Back to the beach
Lockdown is easing, and for the first time in months, we were able to get out for a couple of hours walking. What was once routine feels like the biggest treat imaginable.
If I'm honest, my daughters surprised me. For the first multi-hour walk we'd done in months, they were in very good spirits. The wind was blowing a hoolie, to the point my yougest was occasionally worried about being blown away, but we were still determindly walking along the beach.
We tried sheltering in a dip in the shingle, and it worked, after a fashion, as long as we lay down and hid amongst the plants.
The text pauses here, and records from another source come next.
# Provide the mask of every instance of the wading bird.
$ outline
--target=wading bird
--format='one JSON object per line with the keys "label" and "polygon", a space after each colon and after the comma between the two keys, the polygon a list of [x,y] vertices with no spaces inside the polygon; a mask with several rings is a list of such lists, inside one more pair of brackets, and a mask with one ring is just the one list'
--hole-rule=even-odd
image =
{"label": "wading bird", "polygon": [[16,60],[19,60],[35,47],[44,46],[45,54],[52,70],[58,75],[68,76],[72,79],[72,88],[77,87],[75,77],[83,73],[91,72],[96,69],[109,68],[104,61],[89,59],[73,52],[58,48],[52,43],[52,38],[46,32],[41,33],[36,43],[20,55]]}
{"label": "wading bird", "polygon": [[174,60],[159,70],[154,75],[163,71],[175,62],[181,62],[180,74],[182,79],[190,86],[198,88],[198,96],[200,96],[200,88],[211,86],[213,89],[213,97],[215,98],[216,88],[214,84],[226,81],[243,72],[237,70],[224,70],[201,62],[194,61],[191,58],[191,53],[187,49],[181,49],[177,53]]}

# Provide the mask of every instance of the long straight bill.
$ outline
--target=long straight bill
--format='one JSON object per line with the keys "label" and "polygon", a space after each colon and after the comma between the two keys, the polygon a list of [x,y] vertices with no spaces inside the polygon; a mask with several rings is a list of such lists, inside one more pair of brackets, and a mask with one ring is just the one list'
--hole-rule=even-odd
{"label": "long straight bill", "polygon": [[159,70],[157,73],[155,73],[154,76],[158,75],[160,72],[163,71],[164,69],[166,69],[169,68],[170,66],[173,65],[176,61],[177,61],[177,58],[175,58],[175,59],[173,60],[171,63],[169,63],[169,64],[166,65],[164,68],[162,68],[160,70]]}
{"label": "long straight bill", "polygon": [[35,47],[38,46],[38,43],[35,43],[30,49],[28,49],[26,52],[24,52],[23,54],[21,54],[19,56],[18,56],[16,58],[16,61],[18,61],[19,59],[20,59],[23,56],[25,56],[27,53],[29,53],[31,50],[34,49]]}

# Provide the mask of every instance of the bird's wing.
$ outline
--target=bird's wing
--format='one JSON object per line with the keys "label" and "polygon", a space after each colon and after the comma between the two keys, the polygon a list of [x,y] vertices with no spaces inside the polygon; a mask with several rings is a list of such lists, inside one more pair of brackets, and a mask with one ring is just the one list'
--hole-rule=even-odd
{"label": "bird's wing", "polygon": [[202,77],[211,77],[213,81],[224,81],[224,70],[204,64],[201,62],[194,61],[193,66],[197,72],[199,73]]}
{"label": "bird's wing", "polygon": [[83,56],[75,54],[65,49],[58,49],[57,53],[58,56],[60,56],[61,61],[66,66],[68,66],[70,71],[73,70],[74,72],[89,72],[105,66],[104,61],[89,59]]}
When we were flat on our backs, the wind screeched above our heads, furious that it could no longer toy with us. And the sun shone through the wind's impotent rage, warming us, and filling us with joy and optimism.
And, as I lay back, snuggled into the shingle drifts, with my youngest's head on my chest, I felt alive in a way I hadn't felt for months. The darkness was beginning to lift.
After months of edgy, self-conscious, fast-paced walks around the neighbourhood, it was lovely to dawdle, to enjoy the view, to relax. To just be in nature, to enjoy the feel of the wind in my face, the salt in the air, and the crash of waves against the arm of the harbour was a deeper, richer pleasure for having been deprived of it for so long. To be outside without fear of judgement, or a need to watch the clock, felt like freedom in a profound way.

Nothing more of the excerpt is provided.